ASO soloist to share stage with historic violin

An anonymous donor lent the 1712 “Le Brun” Stradivarius violin to Arkansas Symphony Concertmaster Kiril Laskarov, who will play Felix Mendelssohn’s Violin Concerto on it this weekend.
An anonymous donor lent the 1712 “Le Brun” Stradivarius violin to Arkansas Symphony Concertmaster Kiril Laskarov, who will play Felix Mendelssohn’s Violin Concerto on it this weekend.

Kiril Laskarov, one of the Arkansas Symphony Orchestra's two concertmasters, will take the stage of the Maumelle Performing Arts Center this weekend to solo in the Violin Concerto in e minor by Felix Mendelssohn with an extra partner under his chin.

Laskarov, with his musical mates behind him and conductor Philip Mann on the podium, will play the concerto at 7:30 p.m. Saturday and 3 p.m. Sunday on the 1712 "Le Brun" Stradivarius.

"It is a particular pleasure to share the stage with a colleague from our orchestra as soloist, and it is a thrill to know that Mr. Laskarov will have in his hands not only one of the finest violins in existence, but one of the finest 'Golden Period' Strads," Mann says. "I'm proud that Arkansans will be able to see and hear a historically important instrument, and personally delighted at the notion of it in Mr. Laskarov's hands."

"It is a great honor to perform the concerto as a soloist with my orchestra and even more so to perform it on the magnificent 1712 'Le Brun' Stradivarius," Laskarov adds. "It inspires me to search for new dimensions within the sound and fully express my inner feelings and emotions."

Laskarov notes that the violin is particularly sonorous with good tones in the upper registers, particularly well adapted for the Mendelssohn concerto.

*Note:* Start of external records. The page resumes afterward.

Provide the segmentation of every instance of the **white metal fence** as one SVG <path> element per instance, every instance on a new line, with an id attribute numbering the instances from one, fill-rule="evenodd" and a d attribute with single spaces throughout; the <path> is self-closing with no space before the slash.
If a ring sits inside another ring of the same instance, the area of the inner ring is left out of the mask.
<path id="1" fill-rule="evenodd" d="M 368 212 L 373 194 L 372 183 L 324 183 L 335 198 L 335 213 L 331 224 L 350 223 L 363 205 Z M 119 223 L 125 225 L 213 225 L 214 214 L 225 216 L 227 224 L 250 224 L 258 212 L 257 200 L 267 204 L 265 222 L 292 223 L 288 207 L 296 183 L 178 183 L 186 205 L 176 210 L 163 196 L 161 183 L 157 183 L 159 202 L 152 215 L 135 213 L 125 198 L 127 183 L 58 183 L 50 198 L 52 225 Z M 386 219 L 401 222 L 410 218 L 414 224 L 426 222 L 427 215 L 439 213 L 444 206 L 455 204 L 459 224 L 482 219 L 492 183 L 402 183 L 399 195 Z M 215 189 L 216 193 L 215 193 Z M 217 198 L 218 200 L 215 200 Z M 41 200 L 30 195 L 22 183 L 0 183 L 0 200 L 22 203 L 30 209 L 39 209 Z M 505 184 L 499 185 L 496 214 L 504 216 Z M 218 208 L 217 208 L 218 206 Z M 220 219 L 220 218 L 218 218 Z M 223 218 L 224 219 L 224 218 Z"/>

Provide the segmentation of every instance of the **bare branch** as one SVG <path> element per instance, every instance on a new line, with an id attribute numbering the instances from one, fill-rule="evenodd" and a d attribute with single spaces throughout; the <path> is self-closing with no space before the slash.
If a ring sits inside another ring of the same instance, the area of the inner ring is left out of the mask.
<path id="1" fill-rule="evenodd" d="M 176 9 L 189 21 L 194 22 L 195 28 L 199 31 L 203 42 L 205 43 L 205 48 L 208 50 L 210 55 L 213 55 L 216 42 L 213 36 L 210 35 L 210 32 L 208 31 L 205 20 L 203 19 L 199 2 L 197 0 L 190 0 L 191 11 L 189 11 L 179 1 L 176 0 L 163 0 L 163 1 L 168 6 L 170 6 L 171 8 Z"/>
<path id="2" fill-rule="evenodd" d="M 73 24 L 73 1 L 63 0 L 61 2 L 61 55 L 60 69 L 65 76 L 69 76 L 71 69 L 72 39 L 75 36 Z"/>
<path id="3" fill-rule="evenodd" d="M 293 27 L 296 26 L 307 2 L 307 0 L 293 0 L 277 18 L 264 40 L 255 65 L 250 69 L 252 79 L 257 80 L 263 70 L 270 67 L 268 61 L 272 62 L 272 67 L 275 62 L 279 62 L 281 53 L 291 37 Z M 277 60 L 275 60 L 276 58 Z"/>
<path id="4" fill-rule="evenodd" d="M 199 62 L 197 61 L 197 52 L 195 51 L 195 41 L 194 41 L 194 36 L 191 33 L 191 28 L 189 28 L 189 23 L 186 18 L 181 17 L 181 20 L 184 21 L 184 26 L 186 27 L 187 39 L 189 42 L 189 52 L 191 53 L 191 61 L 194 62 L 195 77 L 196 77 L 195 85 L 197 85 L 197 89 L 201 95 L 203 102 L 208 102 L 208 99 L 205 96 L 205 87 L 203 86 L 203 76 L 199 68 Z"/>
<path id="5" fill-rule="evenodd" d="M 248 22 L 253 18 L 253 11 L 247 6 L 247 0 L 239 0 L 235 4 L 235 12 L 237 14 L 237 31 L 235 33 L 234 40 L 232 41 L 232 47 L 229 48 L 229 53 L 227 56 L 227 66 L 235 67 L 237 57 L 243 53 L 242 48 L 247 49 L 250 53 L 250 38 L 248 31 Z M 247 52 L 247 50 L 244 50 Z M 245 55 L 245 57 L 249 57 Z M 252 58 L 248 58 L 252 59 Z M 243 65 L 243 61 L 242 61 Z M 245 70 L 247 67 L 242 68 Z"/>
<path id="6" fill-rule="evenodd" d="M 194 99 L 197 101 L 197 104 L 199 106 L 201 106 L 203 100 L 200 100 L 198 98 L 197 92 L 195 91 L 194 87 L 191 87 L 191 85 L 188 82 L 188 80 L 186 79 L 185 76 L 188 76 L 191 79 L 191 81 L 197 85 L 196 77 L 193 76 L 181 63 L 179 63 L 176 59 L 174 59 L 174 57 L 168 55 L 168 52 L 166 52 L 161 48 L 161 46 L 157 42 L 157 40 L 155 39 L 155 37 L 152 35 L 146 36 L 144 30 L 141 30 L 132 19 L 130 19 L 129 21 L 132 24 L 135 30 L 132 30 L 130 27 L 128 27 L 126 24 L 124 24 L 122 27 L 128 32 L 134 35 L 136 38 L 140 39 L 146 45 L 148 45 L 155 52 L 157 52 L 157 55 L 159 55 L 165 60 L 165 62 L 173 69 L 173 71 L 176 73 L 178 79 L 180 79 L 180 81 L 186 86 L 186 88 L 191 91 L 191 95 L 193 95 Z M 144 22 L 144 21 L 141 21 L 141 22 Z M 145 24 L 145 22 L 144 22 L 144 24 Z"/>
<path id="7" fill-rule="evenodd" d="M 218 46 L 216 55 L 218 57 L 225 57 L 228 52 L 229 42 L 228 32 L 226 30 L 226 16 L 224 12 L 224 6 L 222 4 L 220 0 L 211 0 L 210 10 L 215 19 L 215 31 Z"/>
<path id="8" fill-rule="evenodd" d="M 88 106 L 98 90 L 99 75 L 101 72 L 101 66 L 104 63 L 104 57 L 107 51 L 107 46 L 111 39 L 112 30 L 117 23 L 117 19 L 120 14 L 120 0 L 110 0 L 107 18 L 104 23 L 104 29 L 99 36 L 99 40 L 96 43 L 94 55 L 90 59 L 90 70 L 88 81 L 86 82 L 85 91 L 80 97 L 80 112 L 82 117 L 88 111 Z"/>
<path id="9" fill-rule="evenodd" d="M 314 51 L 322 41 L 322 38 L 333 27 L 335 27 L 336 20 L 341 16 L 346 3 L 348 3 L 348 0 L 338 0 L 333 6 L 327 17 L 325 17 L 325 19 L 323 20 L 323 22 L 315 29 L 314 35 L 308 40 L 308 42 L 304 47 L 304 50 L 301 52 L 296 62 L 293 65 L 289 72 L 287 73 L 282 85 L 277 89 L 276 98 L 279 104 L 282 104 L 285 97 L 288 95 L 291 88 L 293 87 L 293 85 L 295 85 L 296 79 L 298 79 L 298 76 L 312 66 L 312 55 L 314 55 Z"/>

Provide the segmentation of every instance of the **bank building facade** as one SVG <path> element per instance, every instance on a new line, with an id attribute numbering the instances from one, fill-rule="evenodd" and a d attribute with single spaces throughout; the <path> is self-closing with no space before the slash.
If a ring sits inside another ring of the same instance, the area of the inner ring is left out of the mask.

The violin, on loan from an anonymous donor, came out of the Cremona, Italy, workshop of Antonio Stradivari in 1712, during the craftsman's "golden period," and likely with wood from the same tree as the 1711 Parke and 1713 Gibson-Huberman "Strads" and an unnamed 1715 instrument.

According to fine instrument dealer Tarisio (tarisio.com/cozio-archive/property/?ID=40228), "This instrument seems to have spent much of the 19th century in France. The first recorded owner is a M. Le Brun, who sold the violin to the Boutillier family. It subsequently passed to a Signor Signicelli, who was known as a violinist in Paris in the late 19th century. In 1922 it was sold by the Parisian dealers Caressa & Francais to Herr Otto Senn of Basel, and it has remained in the possession of his family ever since."

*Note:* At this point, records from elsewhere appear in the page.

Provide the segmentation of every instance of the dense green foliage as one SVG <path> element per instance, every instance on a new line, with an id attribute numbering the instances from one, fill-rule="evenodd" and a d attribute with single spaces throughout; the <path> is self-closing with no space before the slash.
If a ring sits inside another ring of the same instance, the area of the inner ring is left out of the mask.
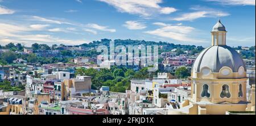
<path id="1" fill-rule="evenodd" d="M 189 71 L 185 66 L 177 69 L 175 72 L 175 76 L 179 78 L 187 78 L 191 75 L 190 74 Z"/>
<path id="2" fill-rule="evenodd" d="M 76 75 L 92 77 L 93 89 L 98 89 L 105 86 L 109 86 L 111 91 L 121 93 L 125 93 L 126 90 L 130 89 L 131 79 L 145 79 L 152 77 L 156 73 L 149 74 L 147 68 L 135 72 L 125 67 L 117 66 L 113 66 L 110 69 L 101 69 L 99 71 L 93 68 L 80 68 L 76 71 Z"/>
<path id="3" fill-rule="evenodd" d="M 22 91 L 24 89 L 25 87 L 21 84 L 18 86 L 12 86 L 9 81 L 5 80 L 3 82 L 0 82 L 0 90 L 3 90 L 4 91 Z"/>

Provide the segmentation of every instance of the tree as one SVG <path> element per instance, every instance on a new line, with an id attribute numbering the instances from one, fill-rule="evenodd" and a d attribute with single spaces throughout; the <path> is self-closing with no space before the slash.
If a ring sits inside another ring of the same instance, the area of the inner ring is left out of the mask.
<path id="1" fill-rule="evenodd" d="M 63 56 L 72 56 L 72 52 L 71 51 L 62 51 L 60 52 L 60 54 Z"/>
<path id="2" fill-rule="evenodd" d="M 114 77 L 125 77 L 125 73 L 123 72 L 123 70 L 121 69 L 115 69 L 113 72 L 113 75 Z"/>
<path id="3" fill-rule="evenodd" d="M 47 44 L 40 44 L 39 49 L 43 51 L 51 50 L 51 48 Z"/>
<path id="4" fill-rule="evenodd" d="M 5 45 L 5 48 L 7 49 L 10 49 L 13 48 L 15 48 L 15 45 L 13 43 L 10 43 Z"/>
<path id="5" fill-rule="evenodd" d="M 34 43 L 32 44 L 32 48 L 33 49 L 33 50 L 38 50 L 38 49 L 39 49 L 39 44 L 38 44 L 38 43 Z"/>
<path id="6" fill-rule="evenodd" d="M 125 77 L 126 78 L 131 78 L 134 76 L 135 72 L 133 69 L 128 69 L 125 73 Z"/>
<path id="7" fill-rule="evenodd" d="M 185 53 L 185 52 L 180 49 L 177 49 L 177 51 L 176 51 L 176 52 L 177 53 L 177 56 Z"/>
<path id="8" fill-rule="evenodd" d="M 27 61 L 31 63 L 35 63 L 37 62 L 38 57 L 34 53 L 31 53 L 28 54 L 27 58 Z"/>
<path id="9" fill-rule="evenodd" d="M 16 48 L 17 48 L 18 51 L 22 51 L 23 50 L 23 46 L 20 43 L 18 43 L 16 44 Z"/>
<path id="10" fill-rule="evenodd" d="M 5 60 L 7 63 L 11 64 L 16 60 L 16 54 L 13 51 L 9 51 L 2 53 L 1 58 Z"/>
<path id="11" fill-rule="evenodd" d="M 179 78 L 187 78 L 190 76 L 190 73 L 186 67 L 181 66 L 176 70 L 175 75 Z"/>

The program will also include the Overture from Gioacchino Rossini's opera La Gazza Ladra (The Thieving Magpie); Black Bend by ASO Composer of the Year Dan Visconti; and the 1919 Suite from The Firebird by Igor Stravinsky.

Laskarov and Visconti are expected to join Mann for "Concert Conversations" in the hall, an hour preceding each concert.

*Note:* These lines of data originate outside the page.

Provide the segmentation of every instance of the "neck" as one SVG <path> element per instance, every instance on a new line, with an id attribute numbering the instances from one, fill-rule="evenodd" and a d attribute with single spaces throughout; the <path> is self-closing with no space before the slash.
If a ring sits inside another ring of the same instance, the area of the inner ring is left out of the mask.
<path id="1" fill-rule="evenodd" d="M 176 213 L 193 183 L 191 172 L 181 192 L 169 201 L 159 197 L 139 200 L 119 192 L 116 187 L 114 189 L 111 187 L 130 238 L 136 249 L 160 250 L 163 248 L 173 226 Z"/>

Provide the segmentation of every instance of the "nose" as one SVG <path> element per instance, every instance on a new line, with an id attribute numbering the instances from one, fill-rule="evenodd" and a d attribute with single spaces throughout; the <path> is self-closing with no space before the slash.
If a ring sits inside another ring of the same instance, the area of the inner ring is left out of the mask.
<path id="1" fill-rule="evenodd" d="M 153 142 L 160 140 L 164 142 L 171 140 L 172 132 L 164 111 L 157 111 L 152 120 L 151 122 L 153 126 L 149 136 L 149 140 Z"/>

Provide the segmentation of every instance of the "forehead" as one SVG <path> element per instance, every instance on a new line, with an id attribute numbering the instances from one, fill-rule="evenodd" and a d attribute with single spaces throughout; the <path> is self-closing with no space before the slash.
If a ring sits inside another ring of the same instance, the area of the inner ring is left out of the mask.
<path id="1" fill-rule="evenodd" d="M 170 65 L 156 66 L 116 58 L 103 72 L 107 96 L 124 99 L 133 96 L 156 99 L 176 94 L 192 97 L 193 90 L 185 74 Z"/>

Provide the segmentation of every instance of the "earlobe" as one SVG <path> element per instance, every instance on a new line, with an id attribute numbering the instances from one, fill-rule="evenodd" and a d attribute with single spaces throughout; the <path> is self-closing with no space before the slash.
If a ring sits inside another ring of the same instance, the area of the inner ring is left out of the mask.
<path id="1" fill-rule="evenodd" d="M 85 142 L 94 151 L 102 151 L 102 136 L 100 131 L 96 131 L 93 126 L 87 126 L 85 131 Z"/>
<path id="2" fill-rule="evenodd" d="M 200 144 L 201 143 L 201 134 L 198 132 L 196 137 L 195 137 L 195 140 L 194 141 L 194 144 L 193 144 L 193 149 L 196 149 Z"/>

Visconti will give also give a talk titled "Updating the Role of the Classical Composer for the 21st Century" at noon today in Sturgis Hall of the Clinton School for Public Service, 1200 President Clinton Ave., Little Rock. Admission is free; reserve a seat by calling (501) 683-5239 or by email, publicprograms@clintonschool.uasys.edu.

Funding for Visconti's residency this week comes from Music Alive: New Partnerships, a residency program of New Music USA and the League of American Orchestras designed to establish new relationships between composers and orchestras and to help orchestras present new music to the public and build support for new music within their institutions.